KABAR INSPIRASI, JAKARTA — Terobosan digitalisasi pelayanan publik yang digagas Kantor Wilayah Kementerian Hukum Sulawesi Tengah (Kanwil Kemenkum Sulteng) kembali menyedot perhatian pusat. Kali ini, platform Sistem Layanan Hukum (SILAKUM) milik Kanwil Kemenkum Sulteng melesat ke tingkat nasional melalui pematangan salah satu fitur andalannya, Lintas KI (Kekayaan Intelektual).
Langkah integrasi dan penguatan layanan digital ini dibahas secara intensif dalam koordinasi bersama Direktorat Jenderal Kekayaan Intelektual (DJKI) Kementerian Hukum RI yang berlangsung di Ruang Kerja Dirjen KI, Jakarta, Selasa (21/7/2026).

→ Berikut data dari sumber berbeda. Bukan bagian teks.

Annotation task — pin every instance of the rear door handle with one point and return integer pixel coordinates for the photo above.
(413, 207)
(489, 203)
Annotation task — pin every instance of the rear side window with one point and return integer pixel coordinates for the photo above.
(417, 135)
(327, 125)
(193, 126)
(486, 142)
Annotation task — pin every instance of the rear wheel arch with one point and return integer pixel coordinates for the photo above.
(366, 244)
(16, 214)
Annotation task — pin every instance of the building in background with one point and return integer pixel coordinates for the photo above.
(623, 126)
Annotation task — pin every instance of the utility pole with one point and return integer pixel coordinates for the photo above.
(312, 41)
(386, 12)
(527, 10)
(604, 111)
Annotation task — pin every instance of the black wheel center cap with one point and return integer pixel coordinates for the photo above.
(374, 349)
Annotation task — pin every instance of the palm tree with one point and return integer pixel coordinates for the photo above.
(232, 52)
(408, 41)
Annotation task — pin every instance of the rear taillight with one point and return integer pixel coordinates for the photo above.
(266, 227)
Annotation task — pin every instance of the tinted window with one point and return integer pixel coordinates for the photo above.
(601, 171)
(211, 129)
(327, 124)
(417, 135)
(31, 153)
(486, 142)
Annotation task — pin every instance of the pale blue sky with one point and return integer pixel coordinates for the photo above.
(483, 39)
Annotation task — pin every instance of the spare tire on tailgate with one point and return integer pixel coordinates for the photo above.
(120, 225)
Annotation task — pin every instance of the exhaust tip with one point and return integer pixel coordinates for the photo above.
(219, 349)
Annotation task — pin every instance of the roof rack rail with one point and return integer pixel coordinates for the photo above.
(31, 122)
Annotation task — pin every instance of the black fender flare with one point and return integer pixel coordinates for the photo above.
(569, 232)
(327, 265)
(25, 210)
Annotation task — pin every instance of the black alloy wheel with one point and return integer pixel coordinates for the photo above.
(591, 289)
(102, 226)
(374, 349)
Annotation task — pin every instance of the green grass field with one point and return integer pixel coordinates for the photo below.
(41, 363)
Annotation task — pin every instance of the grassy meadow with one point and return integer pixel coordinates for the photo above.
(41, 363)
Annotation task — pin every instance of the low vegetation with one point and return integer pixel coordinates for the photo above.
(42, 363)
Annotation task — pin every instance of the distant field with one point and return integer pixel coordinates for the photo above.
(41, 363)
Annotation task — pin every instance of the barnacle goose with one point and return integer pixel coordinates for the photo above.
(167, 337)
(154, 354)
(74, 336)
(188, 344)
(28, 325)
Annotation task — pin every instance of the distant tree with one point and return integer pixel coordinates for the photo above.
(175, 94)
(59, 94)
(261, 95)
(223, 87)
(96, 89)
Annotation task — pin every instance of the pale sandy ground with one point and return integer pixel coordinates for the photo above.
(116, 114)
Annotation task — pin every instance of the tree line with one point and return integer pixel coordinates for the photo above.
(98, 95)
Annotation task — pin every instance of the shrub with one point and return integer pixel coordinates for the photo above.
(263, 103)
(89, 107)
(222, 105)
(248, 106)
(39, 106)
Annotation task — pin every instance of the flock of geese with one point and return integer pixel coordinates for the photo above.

Delegasi Kemenkum Sulteng yang dipimpin Kepala Divisi Pelayanan Hukum, I Putu Dharmayasa, didampingi Kepala Bidang Pelayanan KI, Aida Julpha Tangkere beserta tim, diterima langsung oleh Direktur Jenderal Kekayaan Intelektual (Dirjen KI), Hermansyah Siregar.
Kepala Kanwil Kemenkum Sulteng, Rakhmat Renaldy, menegaskan bahwa Lintas KI dirancang bukan sekadar sebagai portal informasi pasif, melainkan sebagai hub kolaboratif digital. Fitur ini menjembatani pemerintah daerah, perguruan tinggi, Sentra KI, pelaku UMKM, peneliti, hingga komunitas kreatif di Sulawesi Tengah dalam satu ekosistem yang terpadu.
“Melalui Lintas KI yang tertanam di dalam aplikasi SILAKUM, kami ingin menghadirkan layanan hukum yang inklusif dan responsif. Masyarakat tidak hanya dipermudah dalam pendaftaran, tetapi juga mendapatkan pendampingan penuh serta akses informasi perlindungan Kekayaan Intelektual secara cepat dan transparan,” terang Rakhmat Renaldy secara terpisah.
Dalam pertemuan tersebut, Dirjen KI Hermansyah Siregar memberikan apresiasi sekaligus berbagai masukan strategis. DJKI menilai skema integrasi Lintas KI dalam SILAKUM memiliki potensi besar untuk dijadikan benchmark atau model percontohan nasional dalam menggerakkan ekosistem Kekayaan Intelektual berbasis wilayah.
Rakhmat menambahkan, masukan dari DJKI akan langsung diserap untuk memoles responsivitas sistem. Ke depan, Lintas KI bakal diproyeksikan sebagai instrumen utama dalam mengakselerasi pembinaan Sentra KI di kampus-kampus, mempromosikan komoditas lokal bernilai tambah tinggi, serta memperkuat koordinasi lintas instansi.
“Inovasi adalah jawaban atas tuntutan pelayanan publik masa kini. Kami berkomitmen terus menyempurnakan SILAKUM agar benar-benar membawa dampak nyata bagi peningkatan daya saing ekonomi dan kesejahteraan masyarakat di Bumi Tadulako,” tegas Rakhmat.